Lawyers for Trust Company of the West and its former chief investment officer, star bond fund manager Jeffrey Gundlach, presented their closing arguments Tuesday to a 12-person jury that is to decide their fate.

They are pitted against each other in a high-stakes trial that has transfixed the financial services industry with an insider's view into investment firms and the big personalities that run them. Hundreds of millions of dollars are ultimately on the line in the case.

TCW plotted to fire Gundlach before his inner circle ever began downloading information, Gundlach's lawyer told jurors, in a secret plot that TCW executives dubbed Project G.

TCW then covered up its plans in a conspiracy of silence, attorney Brad Brian said on Tuesday.

They shot him without warning. This was not a random act. It was premeditated, Brian said, referring to TCW's sudden termination of Gundlach.

Brian's presentation in a Los Angeles courtroom marked the final day of arguments in a sometimes testy but often gripping trial. Jurors have heard testimony about tirades against TCW by Gundlach in the company cafeteria, about a power struggle in which Gundlach wanted to become CEO and even about a hard drive secreted out of TCW's offices in the bra of an employee.
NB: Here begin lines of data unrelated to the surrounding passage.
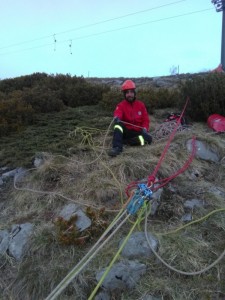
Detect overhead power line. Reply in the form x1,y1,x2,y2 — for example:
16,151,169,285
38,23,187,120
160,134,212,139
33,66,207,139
0,0,187,50
0,8,213,56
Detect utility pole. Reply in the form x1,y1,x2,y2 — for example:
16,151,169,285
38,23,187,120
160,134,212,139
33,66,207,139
211,0,225,70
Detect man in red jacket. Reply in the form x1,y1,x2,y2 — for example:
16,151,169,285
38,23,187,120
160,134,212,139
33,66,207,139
108,80,152,156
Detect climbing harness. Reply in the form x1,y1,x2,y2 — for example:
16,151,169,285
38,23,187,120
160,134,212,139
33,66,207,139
46,98,199,300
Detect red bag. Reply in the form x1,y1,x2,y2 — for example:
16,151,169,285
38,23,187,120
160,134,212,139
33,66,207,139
207,114,225,132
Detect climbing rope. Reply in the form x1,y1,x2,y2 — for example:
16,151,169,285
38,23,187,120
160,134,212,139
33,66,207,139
145,209,225,276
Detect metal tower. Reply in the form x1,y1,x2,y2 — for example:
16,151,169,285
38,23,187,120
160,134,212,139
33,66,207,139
211,0,225,70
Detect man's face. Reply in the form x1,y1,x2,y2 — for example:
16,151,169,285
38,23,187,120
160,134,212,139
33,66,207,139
125,90,135,102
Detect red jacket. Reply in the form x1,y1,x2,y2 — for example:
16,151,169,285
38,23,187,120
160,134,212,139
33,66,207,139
114,100,150,131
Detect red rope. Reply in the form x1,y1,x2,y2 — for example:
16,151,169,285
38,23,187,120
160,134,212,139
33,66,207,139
126,97,196,195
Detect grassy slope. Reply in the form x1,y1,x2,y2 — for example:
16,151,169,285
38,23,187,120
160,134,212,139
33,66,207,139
0,103,225,300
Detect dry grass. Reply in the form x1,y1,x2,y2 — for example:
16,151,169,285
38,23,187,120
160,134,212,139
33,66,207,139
0,108,225,300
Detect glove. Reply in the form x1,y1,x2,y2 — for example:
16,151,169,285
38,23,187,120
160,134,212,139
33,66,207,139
114,117,121,123
141,128,148,134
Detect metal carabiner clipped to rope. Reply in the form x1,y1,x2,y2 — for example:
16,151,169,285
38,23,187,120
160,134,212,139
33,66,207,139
127,183,153,215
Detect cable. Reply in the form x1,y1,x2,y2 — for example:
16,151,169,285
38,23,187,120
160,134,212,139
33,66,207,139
0,0,186,50
45,211,129,300
0,8,213,56
145,213,225,276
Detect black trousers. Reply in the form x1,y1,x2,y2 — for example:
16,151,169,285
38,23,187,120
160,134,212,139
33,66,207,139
112,123,152,150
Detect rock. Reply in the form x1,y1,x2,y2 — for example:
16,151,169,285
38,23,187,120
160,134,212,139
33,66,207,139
8,223,33,260
0,230,9,255
119,232,158,258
TCW, a unit of French bank Societe Generale , fired Gundlach in December 2009 and sued him a month later, accusing him of stealing trade secrets, plotting to form a new company using TCW proprietary information, and gutting the firm of its entire mortgage-backed securities team.
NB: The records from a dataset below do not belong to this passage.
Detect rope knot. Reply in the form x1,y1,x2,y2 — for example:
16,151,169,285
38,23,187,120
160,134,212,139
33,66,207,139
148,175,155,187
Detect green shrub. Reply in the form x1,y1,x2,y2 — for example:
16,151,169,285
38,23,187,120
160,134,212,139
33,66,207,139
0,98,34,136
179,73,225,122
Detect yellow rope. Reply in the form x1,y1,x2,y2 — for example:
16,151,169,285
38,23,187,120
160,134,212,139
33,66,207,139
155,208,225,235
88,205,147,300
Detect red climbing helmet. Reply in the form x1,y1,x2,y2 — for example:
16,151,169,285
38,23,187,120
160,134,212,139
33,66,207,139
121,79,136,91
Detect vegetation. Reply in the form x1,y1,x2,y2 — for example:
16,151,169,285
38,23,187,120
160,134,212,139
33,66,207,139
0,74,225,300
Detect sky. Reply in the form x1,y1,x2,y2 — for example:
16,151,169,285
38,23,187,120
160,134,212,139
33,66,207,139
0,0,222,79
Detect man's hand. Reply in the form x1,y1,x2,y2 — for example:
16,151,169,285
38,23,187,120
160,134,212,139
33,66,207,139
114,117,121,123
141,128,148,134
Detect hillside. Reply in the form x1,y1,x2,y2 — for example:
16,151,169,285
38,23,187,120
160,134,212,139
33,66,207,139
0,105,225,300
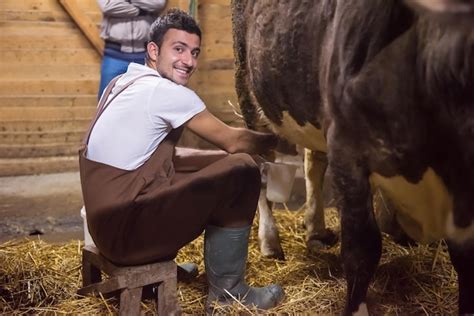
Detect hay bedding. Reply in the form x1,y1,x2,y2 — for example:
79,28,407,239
0,210,457,315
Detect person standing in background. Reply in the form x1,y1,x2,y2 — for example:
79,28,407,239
97,0,166,99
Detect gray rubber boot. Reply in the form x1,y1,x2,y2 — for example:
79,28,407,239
204,225,284,312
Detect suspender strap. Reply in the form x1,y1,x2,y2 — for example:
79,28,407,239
82,74,159,145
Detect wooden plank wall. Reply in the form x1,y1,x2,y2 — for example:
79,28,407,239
0,0,238,176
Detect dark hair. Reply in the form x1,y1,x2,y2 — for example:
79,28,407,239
148,8,201,47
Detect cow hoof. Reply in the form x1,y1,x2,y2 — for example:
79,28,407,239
260,242,285,260
306,228,339,253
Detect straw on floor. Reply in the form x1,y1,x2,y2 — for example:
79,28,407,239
0,209,457,315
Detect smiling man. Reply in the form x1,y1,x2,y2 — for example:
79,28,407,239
80,9,283,309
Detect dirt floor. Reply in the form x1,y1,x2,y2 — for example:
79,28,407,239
0,172,83,242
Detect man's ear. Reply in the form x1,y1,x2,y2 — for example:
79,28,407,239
146,42,160,62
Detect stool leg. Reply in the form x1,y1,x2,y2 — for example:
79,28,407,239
120,287,142,316
82,258,102,287
156,277,180,316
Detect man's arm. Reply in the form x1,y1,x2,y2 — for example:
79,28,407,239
97,0,140,18
186,110,278,155
131,0,166,12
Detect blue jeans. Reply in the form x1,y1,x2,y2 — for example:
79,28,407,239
98,53,145,99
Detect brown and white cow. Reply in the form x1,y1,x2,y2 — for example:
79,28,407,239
232,0,474,314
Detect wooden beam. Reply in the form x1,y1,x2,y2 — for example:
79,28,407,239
59,0,104,56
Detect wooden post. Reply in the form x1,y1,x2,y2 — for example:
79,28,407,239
59,0,104,56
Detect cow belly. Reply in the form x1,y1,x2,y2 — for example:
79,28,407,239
370,168,453,243
272,111,327,152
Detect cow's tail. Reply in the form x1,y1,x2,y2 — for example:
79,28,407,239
231,0,258,129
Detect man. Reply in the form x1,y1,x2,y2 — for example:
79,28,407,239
97,0,166,98
80,9,283,309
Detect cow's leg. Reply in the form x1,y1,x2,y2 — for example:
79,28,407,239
328,129,382,315
304,149,337,252
448,241,474,315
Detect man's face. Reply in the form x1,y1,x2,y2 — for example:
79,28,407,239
156,29,201,85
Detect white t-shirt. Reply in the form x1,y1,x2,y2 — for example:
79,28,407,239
87,63,205,170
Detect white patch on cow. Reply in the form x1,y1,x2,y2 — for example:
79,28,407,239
370,168,453,243
352,303,369,316
446,213,474,244
272,111,327,152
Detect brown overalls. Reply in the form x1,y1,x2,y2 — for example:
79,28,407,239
79,73,260,265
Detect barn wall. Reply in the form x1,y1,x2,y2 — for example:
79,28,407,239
0,0,237,176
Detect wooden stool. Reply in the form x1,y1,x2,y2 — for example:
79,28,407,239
77,246,180,315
Gundlach fired back with a counter-lawsuit, alleging that his former employer owed him hundreds of millions of dollars in compensation and had secretly plotted to fire him while he was still chief investment officer.

In the weeks following his termination, Gundlach went on to form DoubleLine Capital, along with three of his co-defendants in the case. Roughly 45 TCW employees, largely from the mortgage-backed securities group, followed.

GROSS VS GUNDLACH

Jurors also heard testimony that Gundlach was recruited by Pacific Investment Management Company, possibly to succeed his bond fund rival Bill Gross. Gundlach and Gross were both contenders for Morningstar's Fixed Income Manager of the Decade award for 2000-2009, an award that Gross ultimately won.

The trial also experienced a brief hiccup when Gundlach spoke with two jurors in a courthouse elevator after a day on the witness stand, telling them, I feel bad for you guys, after thinking they were talking to him.

The judge admonished Gundlach and the jurors, but ultimately considered the incident a minor mishap.

The warm courtroom was packed on Tuesday, with audience members sitting shoulder to shoulder. Gundlach sat in the front row, at the center of the bench. TCW CEO Marc Stern sat nearly directly behind him in the second row.

TCW attorney John Quinn said in his closing statement that Gundlach and his inner circle plotted to destroy TCW by forming their own company at TCW's expense.

They essentially stopped working for TCW, and worked against TCW, Quinn told jurors. And they did all these things while drawing their very generous paychecks.

Jury deliberations are expected to begin on Wednesday morning. Judge Carl West read instructions on how the jury is to reach a decision in the case Tuesday afternoon after the legal teams finished closing arguments.

The case is in Superior Court of California, County of Los Angeles is Trust Co of the West v. Jeffrey Gundlach et al, BC429385.